Dans la victoire du CH, Daniel Brière est celui qui a le mieux illustré combien ce deuxième match en deux soirs pouvait être bénéfique.

«Pour ceux qui n'avaient pas joué depuis plus de deux semaines, ce n'était pas évident de se remettre dans le bain et de se rappeler qu'il faut se battre sans relâche pour chaque pouce de terrain», a reconnu le héros de la soirée.

«Aujourd'hui, le jeu était certes plus ouvert, mais tout le monde se sentait beaucoup mieux.»

Brière est celui qui a le plus écopé pour la contre-performance de l'équipe, la veille contre les Wings. Son jeu nonchalant, entre autres, le long des bandes l'a relégué au centre du quatrième trio face aux Penguins. Il a pris la place de Ryan White, resté à Montréal en raison d'un virus. Brière aurait pu râler d'avoir George Parros et Travis Moen sur ses ailes, mais ce trio-là a étonné par ses nombreuses présences en zone offensive.

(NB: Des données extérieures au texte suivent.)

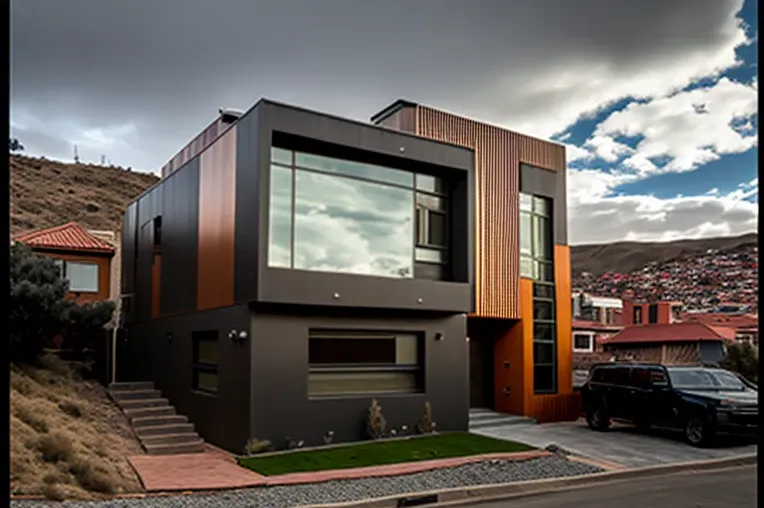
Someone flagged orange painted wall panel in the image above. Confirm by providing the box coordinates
[196,128,236,310]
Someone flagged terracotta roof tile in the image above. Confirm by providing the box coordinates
[605,323,735,344]
[14,222,114,254]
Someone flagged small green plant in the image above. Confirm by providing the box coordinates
[366,399,387,439]
[244,438,271,456]
[417,402,435,434]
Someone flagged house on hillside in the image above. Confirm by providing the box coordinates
[13,222,117,303]
[603,323,735,365]
[121,100,578,451]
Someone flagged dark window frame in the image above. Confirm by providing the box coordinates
[307,328,426,399]
[532,281,559,395]
[518,192,554,282]
[268,146,451,279]
[191,330,220,395]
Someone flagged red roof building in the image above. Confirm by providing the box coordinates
[13,222,116,302]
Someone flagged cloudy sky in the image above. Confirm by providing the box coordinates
[11,0,758,244]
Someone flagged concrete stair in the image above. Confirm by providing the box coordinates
[469,408,536,430]
[109,382,204,455]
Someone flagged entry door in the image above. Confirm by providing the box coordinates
[470,338,494,408]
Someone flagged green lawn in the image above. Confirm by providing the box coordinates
[239,432,534,476]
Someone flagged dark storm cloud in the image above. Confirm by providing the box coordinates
[11,0,741,170]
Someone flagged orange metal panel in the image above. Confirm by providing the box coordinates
[554,245,573,394]
[196,128,236,310]
[416,106,565,319]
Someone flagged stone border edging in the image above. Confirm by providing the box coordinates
[302,453,758,508]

Ça s'appelle faire bien avec rien et mieux avec peu.

Du côté des Penguins, le rythme échevelé n'a pas eu l'heur d'impressionner Sidney Crosby qui, pour un premier match depuis son retour de Sotchi, n'a pas retrouvé sur la patinoire la même virtuosité que celle déployée par Équipe Canada.

«C'était désorganisé et les nombreuses punitions ont rendu cela difficile pour tout le monde de se mettre dedans, a-t-il convenu. On ne se sent jamais bien lors des matchs de retour. On peut être bien meilleurs que ça.»

Les Penguins aussi ont désormais ce premier match derrière la cravate. Mais dans l'intervalle, le Canadien est allé chercher deux précieux points et a infligé aux hommes de Dan Bylsma un deuxième revers en temps réglementaire à leurs 19 derniers matchs à domicile. Pas banal.